Monetary Policy and Firm Trade Credit: Do Macroeconomic Indicators Matter?
DOI:
https://doi.org/10.22547/BER/16.2.5Keywords:
Firm Trade credit; Credit Channel; Gross Domestic Product; Financialization; Market Power; Meltzer's trade creditAbstract
This paper investigates the presence of the credit channel using firm-level panel data of 450 firms listed at the Pakistan Stock Exchange from 1988-2021. Moreover, it uses a two-step system generalized method of moments (S-GMM) estimator to extend the market power theory and Meltzer's firm trade credit (FTC) theory by integrating the moderating role of financialization (FLN) and gross domestic product (GDP) growth in establishing the effect of monetary policy (MP) on FTC. Specifically, our analytical framework enables us to estimate the marginal effect of monetary policy (MP) on FTC at different GDP levels by considering different fixed levels of MP instruments. The results reveal a positive effect of MP on FTC, confirming the credit channel of monetary transmission mechanism (MTM). The results reveal that higher FLN facilitates firms to avail external borrowing during contractionary MP, which decreases MP's positive effect on FTC. The findings show that 1% increase in GDP will reduce the negative effect of MP on FTC by 0.0004% and it is significant at 1%. Similarly, 1% increase in FLN increases the negative effect of MP on FTC by -0.0002.
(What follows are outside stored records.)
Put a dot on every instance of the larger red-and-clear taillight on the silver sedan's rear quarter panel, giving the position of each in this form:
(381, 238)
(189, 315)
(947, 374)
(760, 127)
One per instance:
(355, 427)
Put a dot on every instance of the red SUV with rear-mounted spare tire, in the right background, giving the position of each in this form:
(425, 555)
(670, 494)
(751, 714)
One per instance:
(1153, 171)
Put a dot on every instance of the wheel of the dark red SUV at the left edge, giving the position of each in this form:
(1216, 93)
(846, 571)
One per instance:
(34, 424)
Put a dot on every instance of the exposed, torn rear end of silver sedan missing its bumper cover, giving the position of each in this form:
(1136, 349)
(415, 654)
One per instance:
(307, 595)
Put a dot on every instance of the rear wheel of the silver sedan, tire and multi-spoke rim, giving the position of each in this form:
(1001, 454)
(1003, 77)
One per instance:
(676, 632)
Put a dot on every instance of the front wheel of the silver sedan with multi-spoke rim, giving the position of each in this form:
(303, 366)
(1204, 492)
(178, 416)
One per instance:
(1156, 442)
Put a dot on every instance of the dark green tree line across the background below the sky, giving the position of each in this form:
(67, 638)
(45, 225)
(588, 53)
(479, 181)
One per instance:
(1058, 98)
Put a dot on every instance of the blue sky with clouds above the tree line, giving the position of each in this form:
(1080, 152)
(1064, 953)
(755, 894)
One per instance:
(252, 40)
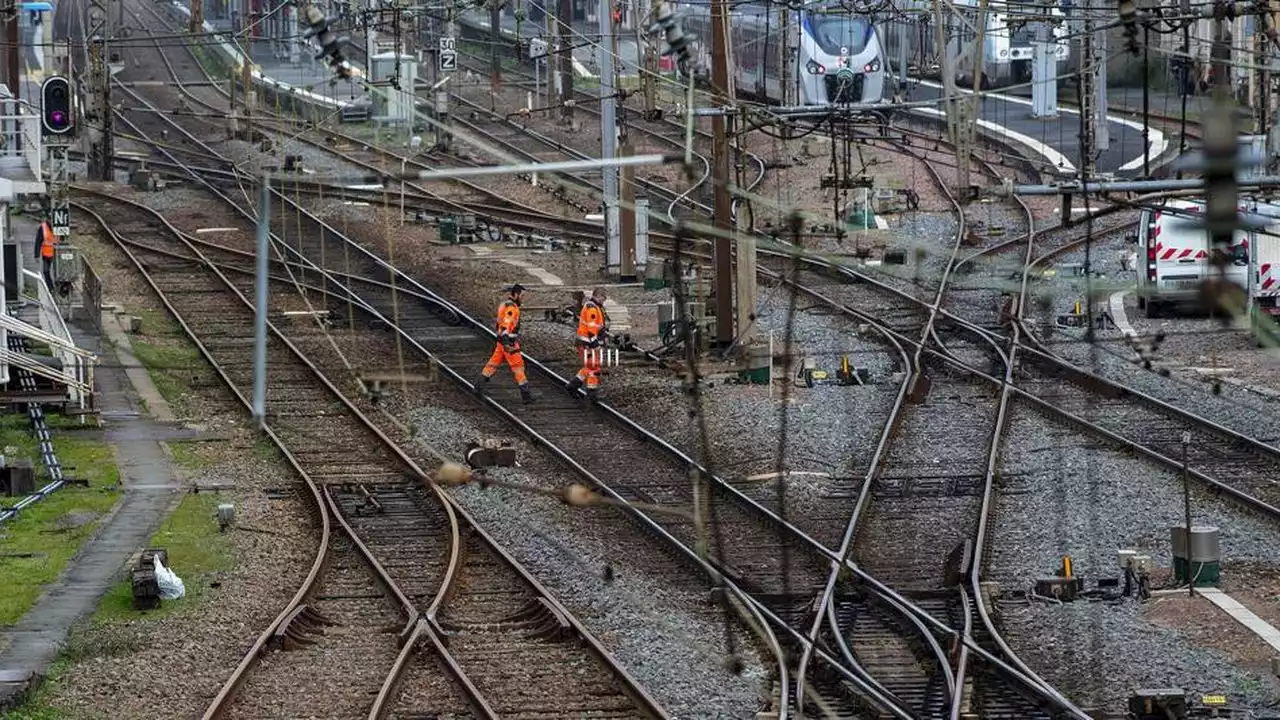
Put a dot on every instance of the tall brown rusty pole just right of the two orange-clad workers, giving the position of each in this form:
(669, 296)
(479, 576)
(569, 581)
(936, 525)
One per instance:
(723, 83)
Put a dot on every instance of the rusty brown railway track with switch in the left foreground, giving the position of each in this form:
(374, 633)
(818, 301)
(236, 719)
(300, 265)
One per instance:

Moreover, the findings show that GDP growth strengthens the impact of monetary policy on firm trade credit. The empirical results give important policy implications. For example, FLN should increase competition among financial sectors to ensure the availability of funds and firms' investment efficiency at the time of contractionary MP. Moreover, the government should enhance GDP growth through tax exceptions so that firms should not suffer during tight MP periods.